The authority of the archive as an institution traditionally rests on trust in the authenticity and integrity of the documents housed inside its walls, as well as on trust in the integrity of the archivists themselves, the custodians of the documents. To ensure documents can be trusted as evidence, there must be a clear and unbroken chain of custody — a record of who handled them and what was done with them. This proves they were protected both physically and with moral responsibility. A chronological documentation must be kept of how documents circulate (from officials or authors to the archive itself, and then their movement within the archive). From the 1830s onwards, several public manuals codified archival theory and practice. Among them were regulations requiring the respect pour les fonds, issued by François Guizot, the French minister of public instruction. Archival integrity also rested on the principle of provenance, which stipulates that records originating from a common source are kept together, if not physically, at least intellectually, with the help of the archival finding aids.

But a difficulty arises: the sheer fact of working on archives, the daily routine of this activity, endangers the authenticity and integrity of documents. To this day, no archive has ever been able to exist without some harm being done to the documents it keeps. Even in traditional archives, documents couldn’t remain completely unaltered. Keepers of the archives, minor officials, monks, scribes, or learned antiquarians would copy, re-scribe, translate, and annotate documents. The Library of Alexandria was one of the first known archives, as in Ptolemaic Alexandria, the librarian, “the guardian of the books”, was considered to be the “keeper of the archives”. It contained tens of thousands of papyrus scrolls, many of which were confiscated from ships in the city’s harbor and copied in the library (the copy was then returned to the owner). In the course of copying, the text was frequently altered. This could happen involuntarily through a mistake made by the scribbler, or consciously, to “improve” the original.
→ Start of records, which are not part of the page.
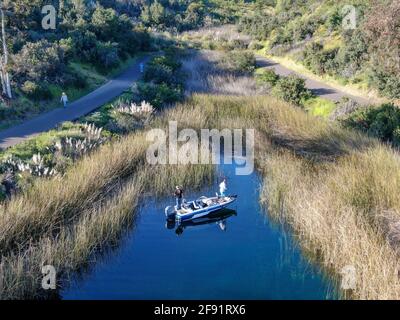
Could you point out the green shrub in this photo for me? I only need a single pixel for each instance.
(382, 122)
(158, 95)
(39, 61)
(35, 91)
(107, 54)
(292, 89)
(268, 76)
(240, 61)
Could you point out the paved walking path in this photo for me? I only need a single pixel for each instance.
(318, 88)
(74, 110)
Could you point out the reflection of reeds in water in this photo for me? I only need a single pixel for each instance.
(337, 189)
(64, 221)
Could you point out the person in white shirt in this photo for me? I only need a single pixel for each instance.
(64, 99)
(222, 188)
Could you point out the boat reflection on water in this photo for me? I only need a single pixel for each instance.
(219, 218)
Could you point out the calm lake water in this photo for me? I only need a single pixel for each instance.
(241, 256)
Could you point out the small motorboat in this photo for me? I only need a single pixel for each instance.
(198, 208)
(218, 218)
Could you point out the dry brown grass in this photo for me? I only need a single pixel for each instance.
(337, 189)
(207, 74)
(65, 221)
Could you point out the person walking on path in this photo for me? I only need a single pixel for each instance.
(178, 195)
(64, 99)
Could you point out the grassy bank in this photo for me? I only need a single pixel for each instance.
(63, 221)
(23, 107)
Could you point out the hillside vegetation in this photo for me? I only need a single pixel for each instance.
(312, 33)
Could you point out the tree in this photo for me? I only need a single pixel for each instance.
(4, 75)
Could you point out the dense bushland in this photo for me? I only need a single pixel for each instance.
(311, 31)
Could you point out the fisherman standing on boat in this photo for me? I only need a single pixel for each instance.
(178, 195)
(222, 188)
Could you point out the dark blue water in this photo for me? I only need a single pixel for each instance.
(241, 256)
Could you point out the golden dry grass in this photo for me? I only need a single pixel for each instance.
(336, 188)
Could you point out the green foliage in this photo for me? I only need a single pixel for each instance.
(382, 122)
(39, 61)
(159, 95)
(268, 76)
(36, 91)
(240, 61)
(292, 89)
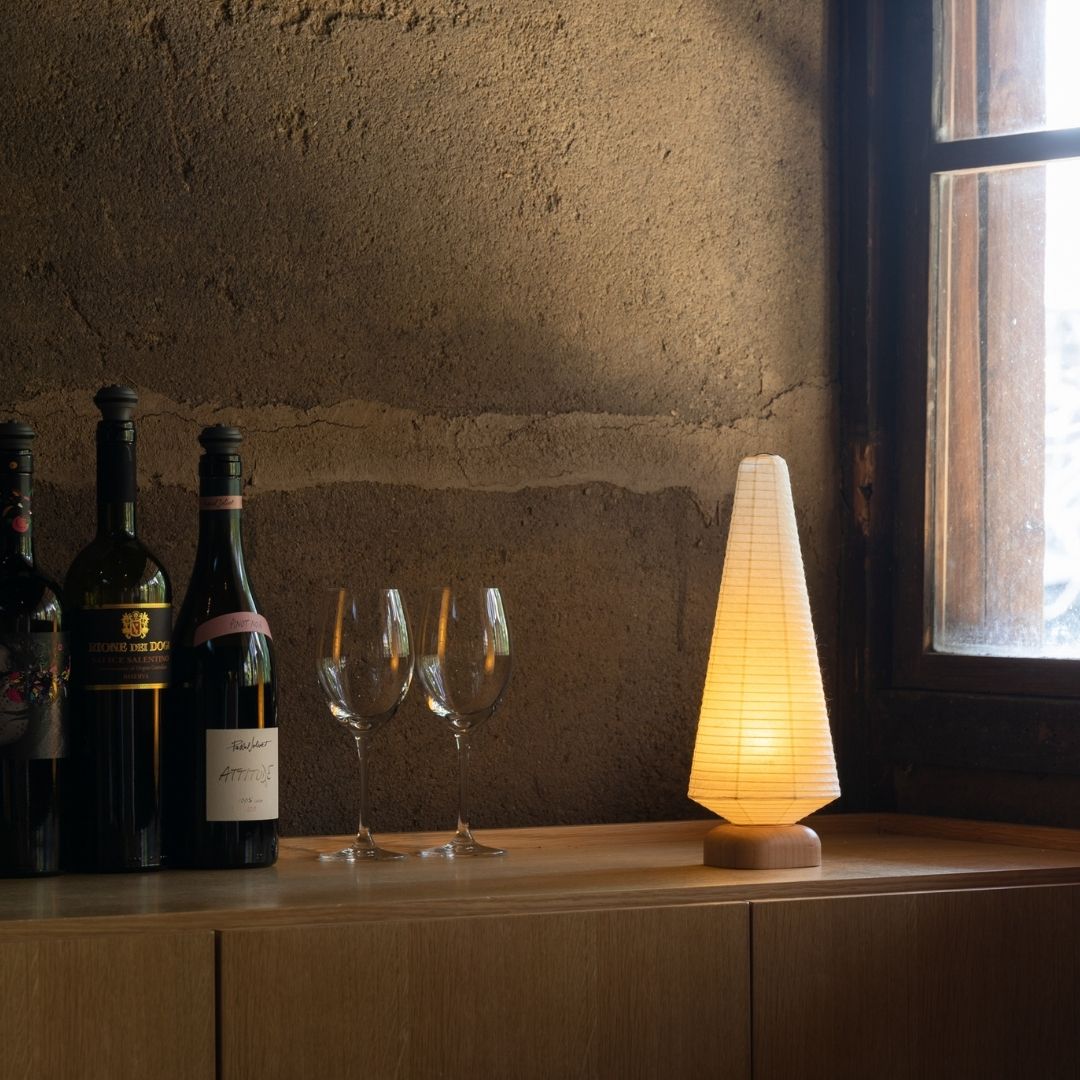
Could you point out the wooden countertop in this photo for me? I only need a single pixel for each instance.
(547, 869)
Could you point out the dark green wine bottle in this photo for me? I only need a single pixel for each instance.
(120, 604)
(34, 677)
(221, 734)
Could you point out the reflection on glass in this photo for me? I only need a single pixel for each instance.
(1006, 66)
(1004, 412)
(364, 664)
(463, 667)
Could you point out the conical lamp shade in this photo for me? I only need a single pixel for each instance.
(764, 753)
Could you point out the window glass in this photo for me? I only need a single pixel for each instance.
(1006, 66)
(1003, 514)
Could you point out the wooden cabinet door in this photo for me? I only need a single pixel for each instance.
(107, 1007)
(657, 993)
(981, 984)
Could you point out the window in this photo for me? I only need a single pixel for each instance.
(958, 202)
(1003, 437)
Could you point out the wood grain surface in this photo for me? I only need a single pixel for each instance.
(548, 869)
(953, 985)
(648, 993)
(108, 1008)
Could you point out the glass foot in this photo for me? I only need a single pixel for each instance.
(459, 849)
(354, 854)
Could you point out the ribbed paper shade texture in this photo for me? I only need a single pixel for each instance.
(764, 754)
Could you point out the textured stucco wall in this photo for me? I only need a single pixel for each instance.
(499, 292)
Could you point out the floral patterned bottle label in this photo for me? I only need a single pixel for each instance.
(34, 690)
(126, 646)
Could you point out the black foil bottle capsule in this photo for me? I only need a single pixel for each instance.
(35, 662)
(120, 603)
(221, 738)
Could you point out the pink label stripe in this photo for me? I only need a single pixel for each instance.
(238, 622)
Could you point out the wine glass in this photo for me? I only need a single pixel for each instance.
(364, 662)
(463, 669)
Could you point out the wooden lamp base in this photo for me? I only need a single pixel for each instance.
(761, 847)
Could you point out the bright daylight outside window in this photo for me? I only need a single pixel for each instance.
(1003, 432)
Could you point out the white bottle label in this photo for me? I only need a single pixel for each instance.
(241, 773)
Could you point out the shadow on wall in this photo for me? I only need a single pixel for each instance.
(472, 211)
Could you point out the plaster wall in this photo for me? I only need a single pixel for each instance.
(498, 293)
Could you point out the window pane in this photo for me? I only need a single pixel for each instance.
(1004, 412)
(1006, 66)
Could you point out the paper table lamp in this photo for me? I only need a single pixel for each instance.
(764, 753)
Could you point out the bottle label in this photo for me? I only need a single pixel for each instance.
(221, 502)
(34, 687)
(235, 622)
(241, 773)
(126, 646)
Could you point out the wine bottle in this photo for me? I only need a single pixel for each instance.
(35, 662)
(120, 603)
(221, 739)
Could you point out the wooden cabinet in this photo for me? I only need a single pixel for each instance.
(650, 993)
(107, 1007)
(979, 984)
(919, 948)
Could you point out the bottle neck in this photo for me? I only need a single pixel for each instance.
(219, 523)
(219, 531)
(16, 522)
(116, 478)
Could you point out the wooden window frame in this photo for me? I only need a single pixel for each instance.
(899, 701)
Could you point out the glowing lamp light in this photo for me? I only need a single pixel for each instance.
(764, 753)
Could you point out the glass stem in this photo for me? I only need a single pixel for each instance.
(461, 739)
(363, 829)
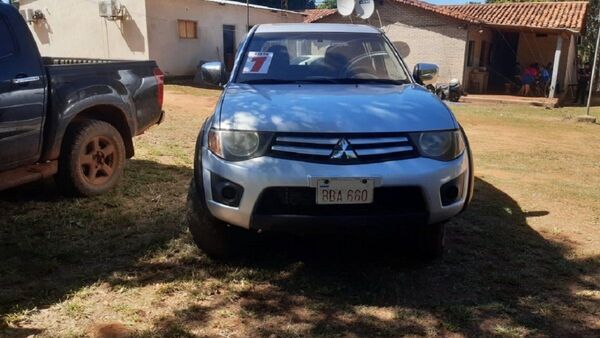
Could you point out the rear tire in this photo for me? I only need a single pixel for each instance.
(432, 240)
(92, 159)
(214, 237)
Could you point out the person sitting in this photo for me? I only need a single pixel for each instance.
(528, 79)
(583, 80)
(544, 80)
Archivists or philologists (“lovers of words”) of the Ptolemaic Museum were engaged in conserving, “rectifying” and restoring a past (corpus) that had supposedly become altered, distorted, contaminated or corrupted. The philologist Daniel Heller-Roazen writes that the Library of Alexandria, in its very notion and its practices, stood for an understanding of “history as catastrophe”. The ongoing daily activity of the Archive is a heroic attempt to preserve or restore the presumed but corrupted “original” and to prevent the worst from happening — a flood, a fire, an invasion of mice or worms, sudden technological changes, digital decay, or any event that can make retrieving documents impossible.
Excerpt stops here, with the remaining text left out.